The best CEO in Silicon Valley: John Thompson has transformed Symantec into a multibillion-dollar security software juggernaut

Black Enterprise, Sept, 2004 by Alan Hughes

Shortly thereafter, Thompson ran IBM Americas, a $37-billion-a-year division, where he helped integrate e-commerce into the businesses and services of corporate and government clients throughout North America. While in this role, Thompson began to realize that he wanted a shot at running a company as CEO. "It was clear to me that the itch I had couldn't be satiated or scratched inside IBM," Thompson says. "I was going to have to leave to go fulfill what had become my aspirations at that point in time." So in April of 1999, Thompson left IBM with 27 years, 9 months, and 13 days behind him--just two and a half years away from a gold watch.

BIGGER FISH IN A SMALLER POND

Unknown to Thompson at the time, the board of Symantec felt the company needed to go in a new direction, and a search was under way to find a replacement for Founder and CEO Gordon Eubanks, who was leaving the company. The board enlisted Heidrick & Struggles International, a publicly traded executive search firm, which in turn contacted Thompson. After spending three hours meeting with Robert "Steve" Miller, lead director of Symantec's board, Thompson, who was curious about the possibilities at a much smaller firm, "became even more curious and decided to pursue it."

Thompson felt Symantec was a perfect fit for him, as it allowed him to move from a corporate behemoth to a smaller, more nimble company. "I have a sports car, and I have a big sedan. If you just want a nice, comfortable, cruising ride, you take the big sedan," Thompson says. "But if you want to feel every bump in the road, and you want to have real performance, you take the sports car. Symantec is the sports car. I'll let you conclude what the other car is."

In 1999, Symantec was a sort of mid-cap conglomerate in the software business--a company that managed brands, not technology and channels, not customer relationships. Thompson decided to change all that and opted to focus on one technology category: security. And so two years before 9/11 brought security--including network security--to the forefront of the minds of Americans and the global community, Thompson and company jettisoned all technologies that weren't relevant to securing the Internet infrastructure. "We had Java development tools, we had personal contact management systems," recalls Thompson. "We had a whole range of things that didn't relate to anything in common, except they could be moved through the same distribution channel. And my answer is: Who cares about that?"

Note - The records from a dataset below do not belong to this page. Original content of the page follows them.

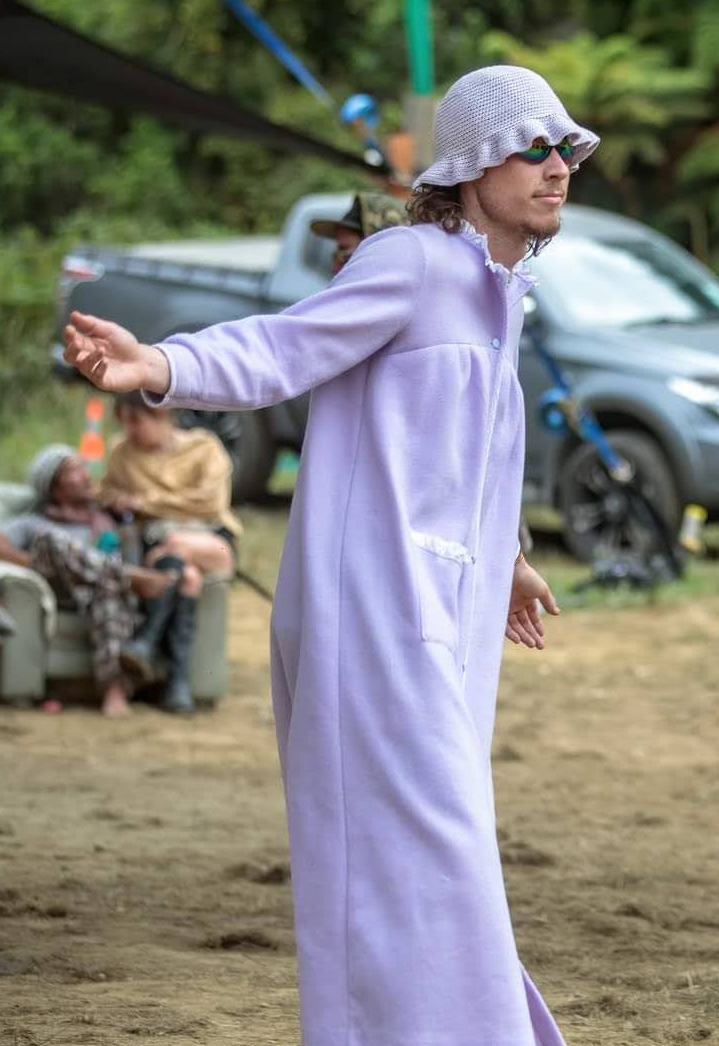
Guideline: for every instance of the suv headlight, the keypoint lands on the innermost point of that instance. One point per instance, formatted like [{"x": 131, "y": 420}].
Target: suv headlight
[{"x": 698, "y": 392}]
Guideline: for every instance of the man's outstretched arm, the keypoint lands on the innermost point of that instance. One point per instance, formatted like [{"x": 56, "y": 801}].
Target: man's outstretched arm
[{"x": 262, "y": 360}]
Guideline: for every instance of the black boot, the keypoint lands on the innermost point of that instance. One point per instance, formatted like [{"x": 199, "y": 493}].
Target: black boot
[
  {"x": 179, "y": 637},
  {"x": 137, "y": 656},
  {"x": 7, "y": 626}
]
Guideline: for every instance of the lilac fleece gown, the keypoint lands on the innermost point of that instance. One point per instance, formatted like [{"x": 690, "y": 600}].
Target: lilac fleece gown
[{"x": 387, "y": 632}]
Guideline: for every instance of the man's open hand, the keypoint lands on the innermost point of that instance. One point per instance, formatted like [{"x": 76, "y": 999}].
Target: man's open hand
[
  {"x": 529, "y": 591},
  {"x": 112, "y": 358}
]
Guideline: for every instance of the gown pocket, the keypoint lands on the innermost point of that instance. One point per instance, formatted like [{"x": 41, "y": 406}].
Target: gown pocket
[{"x": 441, "y": 565}]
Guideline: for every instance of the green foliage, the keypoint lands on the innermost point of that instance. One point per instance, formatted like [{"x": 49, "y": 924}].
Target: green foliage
[{"x": 644, "y": 73}]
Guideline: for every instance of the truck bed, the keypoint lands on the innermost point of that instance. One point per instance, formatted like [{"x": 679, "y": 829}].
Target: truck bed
[{"x": 239, "y": 266}]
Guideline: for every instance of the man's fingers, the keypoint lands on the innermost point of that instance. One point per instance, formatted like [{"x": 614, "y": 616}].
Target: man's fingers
[
  {"x": 91, "y": 325},
  {"x": 521, "y": 631},
  {"x": 524, "y": 621},
  {"x": 534, "y": 616},
  {"x": 548, "y": 601}
]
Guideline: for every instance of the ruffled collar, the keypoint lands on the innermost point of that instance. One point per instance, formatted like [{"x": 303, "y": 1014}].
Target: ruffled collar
[{"x": 479, "y": 240}]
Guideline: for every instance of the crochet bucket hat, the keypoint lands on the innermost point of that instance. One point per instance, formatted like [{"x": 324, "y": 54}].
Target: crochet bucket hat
[{"x": 493, "y": 112}]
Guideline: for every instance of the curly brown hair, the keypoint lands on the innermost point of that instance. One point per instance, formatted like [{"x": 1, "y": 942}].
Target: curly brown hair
[
  {"x": 435, "y": 204},
  {"x": 440, "y": 205}
]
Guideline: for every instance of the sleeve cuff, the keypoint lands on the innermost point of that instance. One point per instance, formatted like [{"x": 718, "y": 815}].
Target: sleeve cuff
[{"x": 154, "y": 399}]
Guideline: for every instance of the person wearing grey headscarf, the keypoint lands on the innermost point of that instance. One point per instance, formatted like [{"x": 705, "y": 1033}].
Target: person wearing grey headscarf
[
  {"x": 64, "y": 539},
  {"x": 45, "y": 467}
]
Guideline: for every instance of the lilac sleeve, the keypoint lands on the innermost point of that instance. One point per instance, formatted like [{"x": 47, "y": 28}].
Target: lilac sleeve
[{"x": 262, "y": 360}]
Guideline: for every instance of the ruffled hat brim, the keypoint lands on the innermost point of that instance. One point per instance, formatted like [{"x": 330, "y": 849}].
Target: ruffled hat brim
[{"x": 492, "y": 152}]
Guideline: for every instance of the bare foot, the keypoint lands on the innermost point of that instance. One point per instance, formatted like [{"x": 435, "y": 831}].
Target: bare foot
[
  {"x": 149, "y": 584},
  {"x": 115, "y": 704}
]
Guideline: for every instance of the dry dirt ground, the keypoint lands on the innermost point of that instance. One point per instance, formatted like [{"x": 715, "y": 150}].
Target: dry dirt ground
[{"x": 143, "y": 890}]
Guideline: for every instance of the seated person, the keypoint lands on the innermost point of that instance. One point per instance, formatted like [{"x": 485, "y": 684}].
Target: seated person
[
  {"x": 61, "y": 540},
  {"x": 177, "y": 485},
  {"x": 6, "y": 623}
]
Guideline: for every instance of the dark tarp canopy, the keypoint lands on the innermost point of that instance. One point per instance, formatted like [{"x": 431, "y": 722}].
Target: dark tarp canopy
[{"x": 40, "y": 53}]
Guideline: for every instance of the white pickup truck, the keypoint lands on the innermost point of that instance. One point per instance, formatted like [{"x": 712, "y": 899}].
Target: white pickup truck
[{"x": 161, "y": 289}]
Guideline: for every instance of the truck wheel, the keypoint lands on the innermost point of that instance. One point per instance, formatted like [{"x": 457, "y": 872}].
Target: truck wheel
[
  {"x": 254, "y": 452},
  {"x": 246, "y": 438},
  {"x": 597, "y": 514}
]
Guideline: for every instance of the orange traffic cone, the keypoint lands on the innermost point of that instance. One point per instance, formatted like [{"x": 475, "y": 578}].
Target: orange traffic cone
[{"x": 92, "y": 441}]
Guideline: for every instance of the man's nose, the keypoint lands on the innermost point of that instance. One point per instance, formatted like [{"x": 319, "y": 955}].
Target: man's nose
[{"x": 555, "y": 166}]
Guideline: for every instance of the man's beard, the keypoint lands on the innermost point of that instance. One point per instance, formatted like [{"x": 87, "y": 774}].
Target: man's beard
[{"x": 543, "y": 231}]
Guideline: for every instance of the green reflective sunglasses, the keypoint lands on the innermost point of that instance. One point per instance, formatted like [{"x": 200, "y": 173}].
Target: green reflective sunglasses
[{"x": 538, "y": 151}]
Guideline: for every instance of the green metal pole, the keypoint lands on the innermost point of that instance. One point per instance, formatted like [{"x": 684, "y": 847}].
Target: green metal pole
[{"x": 418, "y": 18}]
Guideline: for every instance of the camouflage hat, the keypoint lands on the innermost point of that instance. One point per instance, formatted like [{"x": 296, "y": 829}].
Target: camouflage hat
[{"x": 369, "y": 212}]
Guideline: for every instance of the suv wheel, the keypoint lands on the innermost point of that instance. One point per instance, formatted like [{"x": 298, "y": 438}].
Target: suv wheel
[{"x": 598, "y": 520}]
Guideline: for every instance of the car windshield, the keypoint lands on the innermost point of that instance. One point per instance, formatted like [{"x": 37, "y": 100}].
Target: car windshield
[{"x": 625, "y": 283}]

With the blessing of the board, Thompson had free reign to work his transformation. To this end, many of the firm's top managers were replaced. Even board members were replaced. "It was clear from the very beginning that if this was in fact going to be a transformation of a company, there was no way that the board could have recruited me or anyone else and not been supportive of the strategy that we were trying to implement," the CEO recalls. According to Thompson, only two of the directors that were at Symantec when he arrived are still on board.